When she had approached within earshot she halted, and, raising her statuesque face to her namesake the moon, chanted—
“O great lords in the pepul tree, whereto Nuddoo, the drunkard, hath led you,
Behold, according to my promise, lo! I have come.
I sing to my gods, and perchance I will bring the tiger to your honours’ feet.”
For the space of three heart-beats, we remained motionless—paralyzed with horror,—and then Nuddoo, who was gibbering with most mysterious terror, gave me a sudden and an involuntary push.
There, to the left, was something coming rapidly through the crops!
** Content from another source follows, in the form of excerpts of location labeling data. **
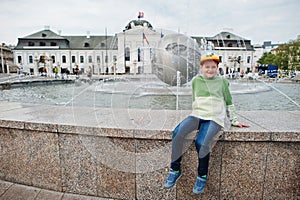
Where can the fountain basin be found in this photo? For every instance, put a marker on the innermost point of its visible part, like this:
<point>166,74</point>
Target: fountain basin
<point>66,149</point>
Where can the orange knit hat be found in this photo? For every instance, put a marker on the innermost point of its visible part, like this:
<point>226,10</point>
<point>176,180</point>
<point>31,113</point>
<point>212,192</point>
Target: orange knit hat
<point>210,57</point>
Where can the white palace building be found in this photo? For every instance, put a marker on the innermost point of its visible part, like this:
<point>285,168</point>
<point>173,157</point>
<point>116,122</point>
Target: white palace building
<point>127,52</point>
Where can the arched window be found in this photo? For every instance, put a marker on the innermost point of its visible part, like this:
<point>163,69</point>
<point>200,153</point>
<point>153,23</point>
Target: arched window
<point>53,59</point>
<point>127,54</point>
<point>63,59</point>
<point>30,59</point>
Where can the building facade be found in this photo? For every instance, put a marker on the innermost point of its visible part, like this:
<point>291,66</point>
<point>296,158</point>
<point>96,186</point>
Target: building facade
<point>6,60</point>
<point>127,52</point>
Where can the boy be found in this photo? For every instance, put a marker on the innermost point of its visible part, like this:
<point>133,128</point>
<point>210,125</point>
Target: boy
<point>211,100</point>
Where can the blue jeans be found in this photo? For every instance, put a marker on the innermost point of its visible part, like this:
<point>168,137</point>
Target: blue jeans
<point>207,129</point>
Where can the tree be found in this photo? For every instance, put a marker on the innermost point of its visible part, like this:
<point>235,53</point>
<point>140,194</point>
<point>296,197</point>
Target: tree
<point>286,56</point>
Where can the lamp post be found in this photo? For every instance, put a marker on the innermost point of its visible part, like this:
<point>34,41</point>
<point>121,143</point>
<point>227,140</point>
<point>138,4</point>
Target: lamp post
<point>2,60</point>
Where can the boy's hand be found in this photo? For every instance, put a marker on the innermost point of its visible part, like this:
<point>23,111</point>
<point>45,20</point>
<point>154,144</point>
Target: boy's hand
<point>241,125</point>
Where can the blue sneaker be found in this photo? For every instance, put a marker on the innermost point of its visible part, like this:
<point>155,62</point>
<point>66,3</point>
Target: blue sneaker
<point>199,185</point>
<point>172,178</point>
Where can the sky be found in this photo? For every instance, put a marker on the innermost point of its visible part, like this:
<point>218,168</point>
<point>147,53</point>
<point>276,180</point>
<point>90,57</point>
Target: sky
<point>277,21</point>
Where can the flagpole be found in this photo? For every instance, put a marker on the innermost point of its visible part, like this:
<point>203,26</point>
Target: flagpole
<point>143,51</point>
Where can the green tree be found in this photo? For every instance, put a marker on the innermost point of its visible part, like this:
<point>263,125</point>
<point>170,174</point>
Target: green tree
<point>286,56</point>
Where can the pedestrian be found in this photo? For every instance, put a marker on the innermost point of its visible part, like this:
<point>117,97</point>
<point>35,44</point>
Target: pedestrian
<point>89,72</point>
<point>211,101</point>
<point>76,71</point>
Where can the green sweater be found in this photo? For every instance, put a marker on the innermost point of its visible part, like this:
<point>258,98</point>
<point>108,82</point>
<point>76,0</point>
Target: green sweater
<point>211,99</point>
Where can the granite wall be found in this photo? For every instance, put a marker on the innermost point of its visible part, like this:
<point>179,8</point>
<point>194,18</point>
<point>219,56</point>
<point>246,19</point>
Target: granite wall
<point>132,164</point>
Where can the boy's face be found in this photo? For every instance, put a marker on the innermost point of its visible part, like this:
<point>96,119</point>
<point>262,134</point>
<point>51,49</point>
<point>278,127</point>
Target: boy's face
<point>209,69</point>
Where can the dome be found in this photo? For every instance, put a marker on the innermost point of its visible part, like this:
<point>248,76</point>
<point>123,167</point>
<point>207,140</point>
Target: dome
<point>134,23</point>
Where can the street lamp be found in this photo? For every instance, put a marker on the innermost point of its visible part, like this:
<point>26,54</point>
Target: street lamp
<point>2,60</point>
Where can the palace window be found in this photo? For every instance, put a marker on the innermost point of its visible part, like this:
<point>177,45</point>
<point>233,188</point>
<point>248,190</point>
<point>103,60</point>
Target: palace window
<point>248,59</point>
<point>127,54</point>
<point>19,59</point>
<point>81,59</point>
<point>30,44</point>
<point>53,59</point>
<point>63,59</point>
<point>90,59</point>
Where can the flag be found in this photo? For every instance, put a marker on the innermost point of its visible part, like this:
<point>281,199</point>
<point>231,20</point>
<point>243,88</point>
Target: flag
<point>144,38</point>
<point>161,34</point>
<point>141,15</point>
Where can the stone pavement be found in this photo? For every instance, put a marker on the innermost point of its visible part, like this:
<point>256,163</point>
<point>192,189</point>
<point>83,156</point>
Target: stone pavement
<point>12,191</point>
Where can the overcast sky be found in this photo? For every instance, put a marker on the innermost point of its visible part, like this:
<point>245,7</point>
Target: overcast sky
<point>257,20</point>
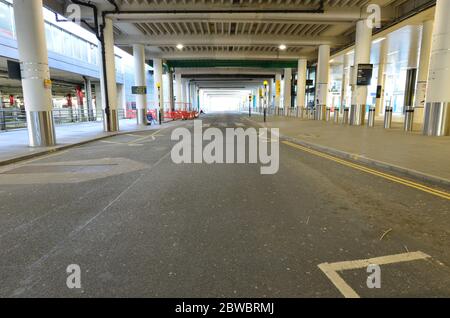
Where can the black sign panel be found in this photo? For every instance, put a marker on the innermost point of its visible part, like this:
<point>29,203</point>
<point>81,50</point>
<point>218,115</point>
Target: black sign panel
<point>14,70</point>
<point>139,90</point>
<point>364,74</point>
<point>379,89</point>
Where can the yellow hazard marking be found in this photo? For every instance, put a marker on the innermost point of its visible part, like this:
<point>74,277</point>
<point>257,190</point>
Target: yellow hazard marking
<point>408,183</point>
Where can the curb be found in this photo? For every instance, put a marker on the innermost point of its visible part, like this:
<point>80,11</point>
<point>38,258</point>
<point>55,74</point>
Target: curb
<point>64,147</point>
<point>368,161</point>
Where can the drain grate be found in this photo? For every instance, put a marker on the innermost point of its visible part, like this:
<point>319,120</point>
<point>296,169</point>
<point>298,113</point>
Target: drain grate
<point>61,169</point>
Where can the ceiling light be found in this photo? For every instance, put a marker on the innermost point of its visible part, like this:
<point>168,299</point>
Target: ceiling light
<point>378,40</point>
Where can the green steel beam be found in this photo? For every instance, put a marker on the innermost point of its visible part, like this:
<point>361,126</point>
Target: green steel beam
<point>232,63</point>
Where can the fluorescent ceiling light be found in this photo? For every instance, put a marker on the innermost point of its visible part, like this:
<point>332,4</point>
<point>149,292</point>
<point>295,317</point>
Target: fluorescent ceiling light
<point>378,40</point>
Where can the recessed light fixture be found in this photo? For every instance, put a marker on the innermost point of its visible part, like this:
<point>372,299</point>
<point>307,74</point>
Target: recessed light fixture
<point>378,40</point>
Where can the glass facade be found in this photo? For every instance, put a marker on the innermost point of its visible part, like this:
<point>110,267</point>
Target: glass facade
<point>58,40</point>
<point>6,20</point>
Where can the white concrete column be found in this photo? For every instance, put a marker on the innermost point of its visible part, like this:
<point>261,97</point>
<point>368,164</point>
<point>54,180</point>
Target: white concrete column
<point>140,80</point>
<point>88,93</point>
<point>36,84</point>
<point>437,109</point>
<point>170,79</point>
<point>422,72</point>
<point>158,86</point>
<point>109,101</point>
<point>184,94</point>
<point>323,73</point>
<point>287,98</point>
<point>363,44</point>
<point>98,100</point>
<point>301,83</point>
<point>178,91</point>
<point>348,61</point>
<point>270,92</point>
<point>277,92</point>
<point>381,76</point>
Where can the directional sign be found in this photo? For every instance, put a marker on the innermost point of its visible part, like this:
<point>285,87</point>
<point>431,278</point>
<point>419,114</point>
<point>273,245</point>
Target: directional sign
<point>364,75</point>
<point>139,90</point>
<point>277,88</point>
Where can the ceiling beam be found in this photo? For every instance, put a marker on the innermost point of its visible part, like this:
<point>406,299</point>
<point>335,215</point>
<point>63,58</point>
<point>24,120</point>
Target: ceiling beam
<point>238,40</point>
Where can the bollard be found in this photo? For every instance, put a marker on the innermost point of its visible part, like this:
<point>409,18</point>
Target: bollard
<point>336,115</point>
<point>409,118</point>
<point>371,119</point>
<point>328,114</point>
<point>388,117</point>
<point>346,113</point>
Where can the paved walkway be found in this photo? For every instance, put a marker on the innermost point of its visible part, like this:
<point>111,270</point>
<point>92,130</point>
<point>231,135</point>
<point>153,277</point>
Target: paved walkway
<point>14,144</point>
<point>412,153</point>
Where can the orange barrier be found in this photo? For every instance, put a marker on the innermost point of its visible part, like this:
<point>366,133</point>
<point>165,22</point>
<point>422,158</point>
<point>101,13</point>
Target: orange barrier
<point>173,115</point>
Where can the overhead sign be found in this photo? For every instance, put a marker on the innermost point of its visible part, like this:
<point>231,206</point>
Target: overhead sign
<point>139,90</point>
<point>364,75</point>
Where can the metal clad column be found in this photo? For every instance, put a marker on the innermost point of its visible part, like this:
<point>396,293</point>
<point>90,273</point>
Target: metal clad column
<point>362,56</point>
<point>29,22</point>
<point>287,90</point>
<point>437,111</point>
<point>110,66</point>
<point>277,93</point>
<point>301,84</point>
<point>179,89</point>
<point>411,72</point>
<point>323,73</point>
<point>139,80</point>
<point>422,73</point>
<point>381,76</point>
<point>158,86</point>
<point>171,91</point>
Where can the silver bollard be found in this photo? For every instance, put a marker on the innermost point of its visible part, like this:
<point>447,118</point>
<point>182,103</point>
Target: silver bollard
<point>371,119</point>
<point>336,115</point>
<point>409,118</point>
<point>328,114</point>
<point>388,117</point>
<point>346,113</point>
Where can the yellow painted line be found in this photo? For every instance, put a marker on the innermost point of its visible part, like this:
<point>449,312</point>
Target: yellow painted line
<point>331,269</point>
<point>408,183</point>
<point>145,137</point>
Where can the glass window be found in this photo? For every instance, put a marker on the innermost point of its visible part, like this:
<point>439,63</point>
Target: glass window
<point>93,54</point>
<point>49,37</point>
<point>6,20</point>
<point>58,40</point>
<point>67,44</point>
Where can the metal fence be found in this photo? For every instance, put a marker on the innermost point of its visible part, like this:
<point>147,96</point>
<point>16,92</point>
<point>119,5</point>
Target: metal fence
<point>15,118</point>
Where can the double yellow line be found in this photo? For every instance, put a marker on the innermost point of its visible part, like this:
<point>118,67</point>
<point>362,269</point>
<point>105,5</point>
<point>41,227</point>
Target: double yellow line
<point>408,183</point>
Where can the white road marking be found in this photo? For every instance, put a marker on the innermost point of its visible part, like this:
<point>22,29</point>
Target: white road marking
<point>331,269</point>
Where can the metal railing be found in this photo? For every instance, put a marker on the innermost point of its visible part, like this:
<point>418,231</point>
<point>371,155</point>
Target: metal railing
<point>15,118</point>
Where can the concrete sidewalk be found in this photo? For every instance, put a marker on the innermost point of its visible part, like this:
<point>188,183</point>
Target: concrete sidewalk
<point>422,157</point>
<point>14,144</point>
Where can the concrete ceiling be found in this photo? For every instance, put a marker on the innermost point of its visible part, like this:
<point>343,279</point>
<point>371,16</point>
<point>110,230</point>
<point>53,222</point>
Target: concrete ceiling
<point>233,29</point>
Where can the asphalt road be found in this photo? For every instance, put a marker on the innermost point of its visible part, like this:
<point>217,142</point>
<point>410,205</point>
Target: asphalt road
<point>140,225</point>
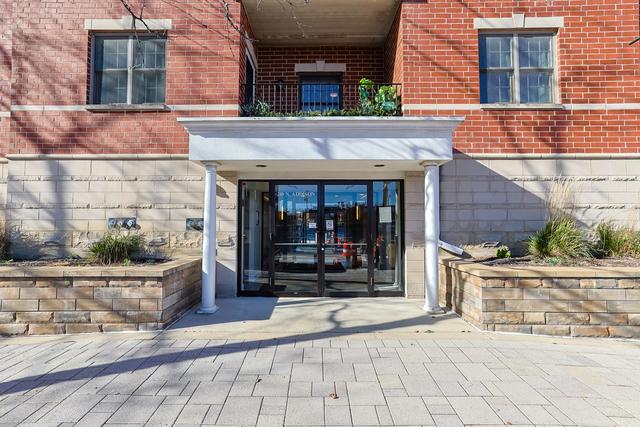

The grain parted and waved wildly as it passed; in a moment a huge striped animal, the size of a calf, had crossed the river with a hurried limp.
“Kubberdar! Bagh! Bagh!” roared Algy to the woman. To me, “You’ve got him!”
Undoubtedly it was my shot, but I was excessively flurried—it was new to me to have a human life hanging on my trigger; as he sprang into the open glade I fired—and missed. I heard my cousin draw in his breath hard; I saw the woman turn and face us. The tiger’s spring and Algy’s shot seemed simultaneous; as the echo died away, there was not another sound—the great brute lay dead across the corpse of his victim. I was now shaking as much as Nuddoo; my bad aim had had a frightful result. Before I could scramble down, Algy, with inconceivable rashness, was already beside the bodies, where they lay in the middle of the glade—the monster stretched above his voluntary prey.